Timing is everything, as they say—the U.S. was so preoccupied with its Civil War that it barely reacted to the French invasion of its southern neighbor, at least initially. France withdrew the forces propping up Maximilian in 1866 partly because the post-Civil War U.S. beqan asserting the terms of the Monroe Doctrine, and partly for its own reasons, with the forces of Mexico’s Benito Juarez eventually overthrowing the European emperor. Maximilian was arrested and executed in June of 1867.

But what of young Agustín de Iturbide y Green? Perhaps you are wondering about how Ángel and Alice managed to hand over their only son to an emperor installed by the French? Well, first, they were certainly convinced that their son, the grandson of the first emperor of independent Mexico, was part of a new imperial lineage based on European practices of succession. Failing one of Agustin I’s own children succeeding him as emperor (imperial Mexican forces lacked the military power to back up such a claim, while Napoleon III put French troops behind Maximilian), perhaps they saw it as the best option at the time—setting their son up as a future emperor. We do not know their exact thinking for sure. They did receive a pension for handing over the child. However, Alice quickly became distraught by the absence of her son, and went about trying to get him back. She and Ángel were exiled after her pleas for the return of her son fell on deaf ears in Maximilian’s court. They eventually came back to the U.S., where Alice appealed to Secretary of State William Seward, who told her that he could do nothing, as she had signed adoption papers, but nonetheless worked diplomatic channels to arrange a visit in Europe between Alice and Maximilian’s wife, Empress Carlota (Charlotte of Belgium) to return her child. Carlota, too, rejected Alice’s entreaties.

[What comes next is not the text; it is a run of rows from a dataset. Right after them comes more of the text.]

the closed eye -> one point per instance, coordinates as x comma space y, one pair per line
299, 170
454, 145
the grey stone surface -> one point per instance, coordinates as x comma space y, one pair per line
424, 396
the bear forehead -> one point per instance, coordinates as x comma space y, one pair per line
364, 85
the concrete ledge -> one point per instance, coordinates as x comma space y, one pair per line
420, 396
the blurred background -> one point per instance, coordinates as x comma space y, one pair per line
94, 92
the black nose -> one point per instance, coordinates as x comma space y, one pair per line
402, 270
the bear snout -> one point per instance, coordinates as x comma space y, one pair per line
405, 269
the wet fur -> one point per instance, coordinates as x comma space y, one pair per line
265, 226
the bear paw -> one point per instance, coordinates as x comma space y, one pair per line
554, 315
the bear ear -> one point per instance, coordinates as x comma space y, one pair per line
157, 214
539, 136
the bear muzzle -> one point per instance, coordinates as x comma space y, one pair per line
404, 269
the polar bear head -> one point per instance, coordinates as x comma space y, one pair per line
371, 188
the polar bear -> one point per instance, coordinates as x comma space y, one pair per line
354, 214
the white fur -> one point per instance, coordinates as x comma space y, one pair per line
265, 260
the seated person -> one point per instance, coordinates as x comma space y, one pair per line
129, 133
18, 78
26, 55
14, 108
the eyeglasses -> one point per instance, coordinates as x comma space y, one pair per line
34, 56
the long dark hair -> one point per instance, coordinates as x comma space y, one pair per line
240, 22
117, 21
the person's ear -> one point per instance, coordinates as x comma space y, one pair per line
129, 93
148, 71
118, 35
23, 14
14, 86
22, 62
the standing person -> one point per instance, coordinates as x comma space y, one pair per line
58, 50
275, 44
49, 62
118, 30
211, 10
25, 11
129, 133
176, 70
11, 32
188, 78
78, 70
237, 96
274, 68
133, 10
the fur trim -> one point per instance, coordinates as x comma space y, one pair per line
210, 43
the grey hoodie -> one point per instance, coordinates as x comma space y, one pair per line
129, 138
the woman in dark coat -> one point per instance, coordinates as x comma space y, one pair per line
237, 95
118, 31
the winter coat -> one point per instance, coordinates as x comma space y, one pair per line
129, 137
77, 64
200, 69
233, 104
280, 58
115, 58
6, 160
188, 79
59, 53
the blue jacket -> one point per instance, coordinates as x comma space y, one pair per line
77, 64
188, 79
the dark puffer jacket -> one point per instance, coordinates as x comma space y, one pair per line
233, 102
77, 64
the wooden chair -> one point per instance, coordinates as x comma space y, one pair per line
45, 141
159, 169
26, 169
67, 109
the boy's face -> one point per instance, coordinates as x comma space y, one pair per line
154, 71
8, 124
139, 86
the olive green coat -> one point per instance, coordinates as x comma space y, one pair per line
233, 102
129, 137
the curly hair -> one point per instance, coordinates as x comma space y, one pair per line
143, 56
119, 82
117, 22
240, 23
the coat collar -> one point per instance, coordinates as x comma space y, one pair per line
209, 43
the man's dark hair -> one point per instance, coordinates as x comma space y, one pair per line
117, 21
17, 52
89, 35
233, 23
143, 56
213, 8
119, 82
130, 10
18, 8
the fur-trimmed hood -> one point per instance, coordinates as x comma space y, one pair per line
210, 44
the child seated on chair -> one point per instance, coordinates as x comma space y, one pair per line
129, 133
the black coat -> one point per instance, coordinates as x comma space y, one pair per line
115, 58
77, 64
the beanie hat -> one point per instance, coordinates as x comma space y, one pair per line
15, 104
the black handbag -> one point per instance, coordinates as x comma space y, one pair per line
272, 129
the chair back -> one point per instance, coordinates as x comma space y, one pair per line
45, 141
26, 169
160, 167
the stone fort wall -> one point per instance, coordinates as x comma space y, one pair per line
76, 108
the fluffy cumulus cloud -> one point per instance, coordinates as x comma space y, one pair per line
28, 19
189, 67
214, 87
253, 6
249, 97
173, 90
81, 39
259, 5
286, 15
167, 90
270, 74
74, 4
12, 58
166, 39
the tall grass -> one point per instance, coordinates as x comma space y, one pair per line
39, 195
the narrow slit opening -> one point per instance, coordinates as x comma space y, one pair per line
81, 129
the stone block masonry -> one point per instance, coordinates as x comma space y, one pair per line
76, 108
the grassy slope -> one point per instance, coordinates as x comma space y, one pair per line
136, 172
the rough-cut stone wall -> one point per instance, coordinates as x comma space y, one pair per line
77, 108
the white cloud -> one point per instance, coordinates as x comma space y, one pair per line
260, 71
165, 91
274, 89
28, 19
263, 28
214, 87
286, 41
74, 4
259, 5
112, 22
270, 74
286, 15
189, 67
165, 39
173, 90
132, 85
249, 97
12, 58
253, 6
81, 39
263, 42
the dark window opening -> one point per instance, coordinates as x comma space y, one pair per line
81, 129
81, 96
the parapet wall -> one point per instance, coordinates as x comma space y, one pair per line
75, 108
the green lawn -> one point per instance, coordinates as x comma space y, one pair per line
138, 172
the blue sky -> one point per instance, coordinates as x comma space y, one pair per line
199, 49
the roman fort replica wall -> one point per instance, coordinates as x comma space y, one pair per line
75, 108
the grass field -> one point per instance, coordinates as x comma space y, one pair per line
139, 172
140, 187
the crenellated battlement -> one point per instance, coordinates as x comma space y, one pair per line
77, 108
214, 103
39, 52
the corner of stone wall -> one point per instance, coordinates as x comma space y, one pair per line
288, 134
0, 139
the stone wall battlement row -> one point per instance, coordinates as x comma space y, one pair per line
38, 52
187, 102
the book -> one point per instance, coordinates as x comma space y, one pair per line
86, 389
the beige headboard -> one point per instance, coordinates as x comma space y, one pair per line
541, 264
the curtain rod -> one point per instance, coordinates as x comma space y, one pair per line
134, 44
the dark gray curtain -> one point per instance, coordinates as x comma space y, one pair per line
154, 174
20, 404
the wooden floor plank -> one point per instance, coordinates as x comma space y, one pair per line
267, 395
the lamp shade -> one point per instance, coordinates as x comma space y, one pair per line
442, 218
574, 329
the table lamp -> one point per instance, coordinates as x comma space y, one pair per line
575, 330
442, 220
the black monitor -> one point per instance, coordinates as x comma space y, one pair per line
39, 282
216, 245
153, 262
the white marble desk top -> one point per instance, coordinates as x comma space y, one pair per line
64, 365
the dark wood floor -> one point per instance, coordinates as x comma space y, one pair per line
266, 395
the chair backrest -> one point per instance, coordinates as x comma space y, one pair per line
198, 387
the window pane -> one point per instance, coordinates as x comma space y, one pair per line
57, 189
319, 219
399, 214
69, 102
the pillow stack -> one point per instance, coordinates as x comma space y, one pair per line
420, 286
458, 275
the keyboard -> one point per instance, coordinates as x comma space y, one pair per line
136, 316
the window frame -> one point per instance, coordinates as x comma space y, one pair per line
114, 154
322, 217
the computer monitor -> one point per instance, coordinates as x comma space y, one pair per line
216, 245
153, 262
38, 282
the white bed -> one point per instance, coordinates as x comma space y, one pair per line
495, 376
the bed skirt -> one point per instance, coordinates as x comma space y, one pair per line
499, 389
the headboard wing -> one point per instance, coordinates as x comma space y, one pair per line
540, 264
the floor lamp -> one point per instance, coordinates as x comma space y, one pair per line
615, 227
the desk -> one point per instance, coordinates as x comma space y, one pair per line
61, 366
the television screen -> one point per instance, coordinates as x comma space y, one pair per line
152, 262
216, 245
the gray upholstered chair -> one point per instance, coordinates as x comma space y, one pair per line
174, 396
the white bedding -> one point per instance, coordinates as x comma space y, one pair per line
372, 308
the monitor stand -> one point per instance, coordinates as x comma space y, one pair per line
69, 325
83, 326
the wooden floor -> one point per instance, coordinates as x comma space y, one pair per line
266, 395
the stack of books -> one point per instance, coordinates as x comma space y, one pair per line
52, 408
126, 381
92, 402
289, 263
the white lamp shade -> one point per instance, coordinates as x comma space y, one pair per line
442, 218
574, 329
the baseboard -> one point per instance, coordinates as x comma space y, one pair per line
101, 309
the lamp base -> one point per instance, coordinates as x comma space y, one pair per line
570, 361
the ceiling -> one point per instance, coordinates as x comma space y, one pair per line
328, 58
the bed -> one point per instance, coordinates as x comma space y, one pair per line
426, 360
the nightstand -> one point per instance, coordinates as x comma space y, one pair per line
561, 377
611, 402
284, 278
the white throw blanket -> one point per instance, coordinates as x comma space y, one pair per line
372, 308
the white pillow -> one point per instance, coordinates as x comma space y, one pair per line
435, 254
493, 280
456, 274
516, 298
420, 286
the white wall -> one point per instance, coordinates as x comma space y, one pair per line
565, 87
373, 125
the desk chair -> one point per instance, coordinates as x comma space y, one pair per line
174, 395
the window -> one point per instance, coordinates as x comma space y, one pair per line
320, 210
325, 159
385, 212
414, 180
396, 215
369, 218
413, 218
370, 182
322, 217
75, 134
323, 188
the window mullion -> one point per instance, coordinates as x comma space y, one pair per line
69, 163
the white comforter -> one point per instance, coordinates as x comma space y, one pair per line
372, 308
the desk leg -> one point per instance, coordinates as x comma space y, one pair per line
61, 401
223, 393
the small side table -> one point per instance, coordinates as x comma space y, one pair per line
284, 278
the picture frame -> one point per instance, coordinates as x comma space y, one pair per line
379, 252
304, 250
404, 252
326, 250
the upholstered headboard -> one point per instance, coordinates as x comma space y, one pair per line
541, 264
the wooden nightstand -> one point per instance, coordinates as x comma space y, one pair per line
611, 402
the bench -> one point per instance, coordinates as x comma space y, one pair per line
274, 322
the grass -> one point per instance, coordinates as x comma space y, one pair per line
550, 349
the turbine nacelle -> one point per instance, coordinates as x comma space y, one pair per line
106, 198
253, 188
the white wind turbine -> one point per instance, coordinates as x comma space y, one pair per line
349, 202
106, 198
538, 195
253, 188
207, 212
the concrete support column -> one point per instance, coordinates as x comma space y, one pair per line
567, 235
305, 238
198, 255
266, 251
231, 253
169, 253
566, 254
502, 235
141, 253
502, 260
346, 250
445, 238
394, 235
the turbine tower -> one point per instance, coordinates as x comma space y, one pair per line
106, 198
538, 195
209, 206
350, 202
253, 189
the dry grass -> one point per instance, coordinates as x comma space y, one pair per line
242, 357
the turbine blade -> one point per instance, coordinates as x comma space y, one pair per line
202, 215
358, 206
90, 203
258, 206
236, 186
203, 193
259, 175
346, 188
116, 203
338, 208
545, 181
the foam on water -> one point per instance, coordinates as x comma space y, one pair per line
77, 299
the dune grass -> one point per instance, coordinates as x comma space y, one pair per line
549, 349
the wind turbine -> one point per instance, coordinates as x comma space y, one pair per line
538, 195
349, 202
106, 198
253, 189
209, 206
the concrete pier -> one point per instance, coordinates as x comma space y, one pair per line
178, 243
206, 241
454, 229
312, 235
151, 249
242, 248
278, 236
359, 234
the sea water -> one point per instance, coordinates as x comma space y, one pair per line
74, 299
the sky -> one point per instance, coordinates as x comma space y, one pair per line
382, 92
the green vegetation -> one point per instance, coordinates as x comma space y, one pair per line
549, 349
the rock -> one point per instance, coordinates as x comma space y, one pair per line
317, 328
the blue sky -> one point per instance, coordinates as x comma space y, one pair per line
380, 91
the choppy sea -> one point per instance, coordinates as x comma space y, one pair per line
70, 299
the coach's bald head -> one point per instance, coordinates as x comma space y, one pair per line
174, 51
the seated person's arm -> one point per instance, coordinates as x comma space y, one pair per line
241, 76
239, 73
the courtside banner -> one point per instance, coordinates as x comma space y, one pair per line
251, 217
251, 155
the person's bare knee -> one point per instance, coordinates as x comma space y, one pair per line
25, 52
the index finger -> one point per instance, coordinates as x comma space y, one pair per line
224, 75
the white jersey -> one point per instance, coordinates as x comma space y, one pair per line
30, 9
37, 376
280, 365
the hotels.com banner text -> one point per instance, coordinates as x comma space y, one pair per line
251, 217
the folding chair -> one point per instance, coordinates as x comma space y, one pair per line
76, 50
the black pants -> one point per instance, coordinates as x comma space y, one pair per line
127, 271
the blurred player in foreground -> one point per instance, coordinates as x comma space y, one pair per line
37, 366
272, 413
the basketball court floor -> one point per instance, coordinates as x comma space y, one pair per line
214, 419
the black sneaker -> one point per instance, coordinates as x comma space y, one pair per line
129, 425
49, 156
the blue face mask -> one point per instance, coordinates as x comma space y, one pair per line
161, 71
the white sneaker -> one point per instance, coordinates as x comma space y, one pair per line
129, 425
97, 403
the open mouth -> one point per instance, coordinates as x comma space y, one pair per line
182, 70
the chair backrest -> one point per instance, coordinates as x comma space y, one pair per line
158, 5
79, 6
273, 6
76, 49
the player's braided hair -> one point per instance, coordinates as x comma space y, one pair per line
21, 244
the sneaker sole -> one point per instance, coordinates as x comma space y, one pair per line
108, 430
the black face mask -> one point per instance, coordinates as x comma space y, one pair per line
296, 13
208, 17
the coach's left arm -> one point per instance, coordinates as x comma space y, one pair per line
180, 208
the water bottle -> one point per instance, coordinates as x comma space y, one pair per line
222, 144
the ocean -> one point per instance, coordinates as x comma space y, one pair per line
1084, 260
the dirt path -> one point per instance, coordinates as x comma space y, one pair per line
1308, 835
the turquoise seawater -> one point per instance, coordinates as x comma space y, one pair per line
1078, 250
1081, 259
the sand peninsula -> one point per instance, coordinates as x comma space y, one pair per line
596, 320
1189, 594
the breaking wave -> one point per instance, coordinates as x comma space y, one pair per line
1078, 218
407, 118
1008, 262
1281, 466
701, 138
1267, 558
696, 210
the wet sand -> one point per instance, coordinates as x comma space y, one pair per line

When it was clear to Maximilian that he was doomed, he sent the then four-year-old Agustín to Havana, Cuba, to be reunited with his parents. They returned to Washington, D.C., where Ángel and Alice worked at the Mexican embassy. After his Father died in 1872, Alice raised Agustín, who eventually became a professor of languages at Georgetown University. Two years after Alice died in 1892, Agustín married a British woman, Lucy Eleanor Jackson, though the marriage did not last.

Louise Kearney Iturbide, 1915, photograph taken by Agustín at the time of his marriage to Louise.

As an adult, Agustín lived near the family of Louise Kearney, a D.C.-born daughter of the Brigadier General James Kearney. When he began showing interest in Louise over her sister, Estelle, the latter did everything she could to keep the two apart. Louise writes in her account of their meeting, “there is no trouble like family trouble, and nothing more incurable than the mental disease of jealousy,” the sisters “were too closely united to be pulled apart without pain.”[1] Despite her family’s disapproval, Louise and Agustín married on July 5, 1915. They remained married until his death in 1925 from tuberculosis. Louise would live until 1967.

As for how the papers ended up at the Archives: Louise Kearney loved to travel. Msgr. James Magner, who performed many roles on campus and left the Archives a substantial museum collection, often took groups around the world to see a variety of holy sites. Louise accompanied one such group to Europe in 1950 and became friends with Magner. Louise donated the Kearney-Iturbide collection to the Archives via the Magner collection.

Please see the Finding Aid to the Iturbide-Kearney Papers.

For more on Louise Kearney’s family, see our post on her great grandfather, Alexander Louis Joncherez.

[1] “Autobiography,” Iturbide-Kearney Family Papers, American Catholic History Research center and University Archives, see digitized copy of Louise Kearney’s account.